ICP Wallet Data Shows Broader Ownership but Pressure at the Top

Fresh on-chain data points to a shift in how ICP is being held, with a growing number of meaningful wallets above the 1,000 ICP mark reaching an all-time high, while wallets holding more than 100,000 ICP have fallen to an all-time low.

The figures suggest an ongoing distribution phase. Large early holders appear to have reduced exposure, while ownership is spreading across smaller but still committed wallets. That trend is often seen as positive for decentralisation, though it also changes the dynamics of liquidity and market influence, with fewer large wallets able to absorb sudden supply shocks.

Much of the early supply, including holdings linked to seed investors, has already moved into the market. At the same time, undisbursed voting rewards remain part of the system and will eventually enter circulation.
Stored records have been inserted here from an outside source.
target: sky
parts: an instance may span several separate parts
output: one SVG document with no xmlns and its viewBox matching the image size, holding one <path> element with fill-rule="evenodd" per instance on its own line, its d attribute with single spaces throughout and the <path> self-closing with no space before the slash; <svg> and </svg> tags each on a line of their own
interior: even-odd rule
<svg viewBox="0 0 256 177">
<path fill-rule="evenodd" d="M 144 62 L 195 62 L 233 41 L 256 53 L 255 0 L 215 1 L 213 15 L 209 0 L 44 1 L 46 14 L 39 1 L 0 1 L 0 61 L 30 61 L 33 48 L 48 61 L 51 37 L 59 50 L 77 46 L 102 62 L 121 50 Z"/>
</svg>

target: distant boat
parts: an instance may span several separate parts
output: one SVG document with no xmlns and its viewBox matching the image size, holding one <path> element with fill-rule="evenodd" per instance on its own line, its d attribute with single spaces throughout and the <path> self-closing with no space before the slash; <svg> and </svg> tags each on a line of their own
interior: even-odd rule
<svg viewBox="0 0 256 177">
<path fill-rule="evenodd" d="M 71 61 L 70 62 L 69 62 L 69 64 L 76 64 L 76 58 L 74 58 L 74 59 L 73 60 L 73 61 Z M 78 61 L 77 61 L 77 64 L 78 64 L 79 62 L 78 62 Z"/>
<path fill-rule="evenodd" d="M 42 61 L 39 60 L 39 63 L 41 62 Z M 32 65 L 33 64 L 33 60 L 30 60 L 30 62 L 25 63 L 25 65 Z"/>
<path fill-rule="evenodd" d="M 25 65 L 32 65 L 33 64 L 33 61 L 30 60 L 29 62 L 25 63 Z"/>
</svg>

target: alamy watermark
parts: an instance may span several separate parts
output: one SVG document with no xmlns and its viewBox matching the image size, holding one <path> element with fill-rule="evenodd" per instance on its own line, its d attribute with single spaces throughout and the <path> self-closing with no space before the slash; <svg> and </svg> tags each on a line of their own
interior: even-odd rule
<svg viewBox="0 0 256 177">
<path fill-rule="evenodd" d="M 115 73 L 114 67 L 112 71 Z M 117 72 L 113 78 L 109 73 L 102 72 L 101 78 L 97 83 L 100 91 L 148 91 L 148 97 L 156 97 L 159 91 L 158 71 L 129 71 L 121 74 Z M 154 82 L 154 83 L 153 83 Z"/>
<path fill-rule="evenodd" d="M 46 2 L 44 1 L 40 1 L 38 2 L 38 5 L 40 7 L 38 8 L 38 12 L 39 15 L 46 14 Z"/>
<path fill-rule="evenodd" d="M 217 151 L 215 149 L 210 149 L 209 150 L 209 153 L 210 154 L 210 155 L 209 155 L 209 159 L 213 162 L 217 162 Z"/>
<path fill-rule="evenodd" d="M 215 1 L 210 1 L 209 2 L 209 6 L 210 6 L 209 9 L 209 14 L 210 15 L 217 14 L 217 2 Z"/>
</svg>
The timing of that release, and the level of demand when it happens, will play a role in how smoothly the market adjusts.

Sustainability is now closely tied to how the network handles Node Provider rewards. This year, around 5.3 million ICP was paid out to node providers, while roughly 1.7 million ICP was burned through network activity. That gap highlights the importance of increasing usage that drives burns, or finding ways to offset rewards without relying on higher issuance.

Price behaviour adds further pressure. Because node providers are paid in a fixed dollar amount, lower token prices require more ICP to be minted to meet those obligations. Over time, that can dilute existing holders if price weakness persists. Supporters argue that greater price stability and a higher cycle burn rate would reduce this effect, helping issuance and demand move closer into balance.

There is also a longer-term question around retail participation. Broader ownership among mid-sized wallets suggests engagement beyond early insiders, yet sustaining that trend likely depends on clearer use cases, application growth and confidence that network economics are improving rather than drifting.

Data from IC Terminal captures a network in transition. The spread of holdings points to a more distributed base, while the decline in very large wallets reflects a market still working through early allocations. Whether this phase leads to a steadier footing will depend on how effectively rewards, burns and demand are aligned over the coming years.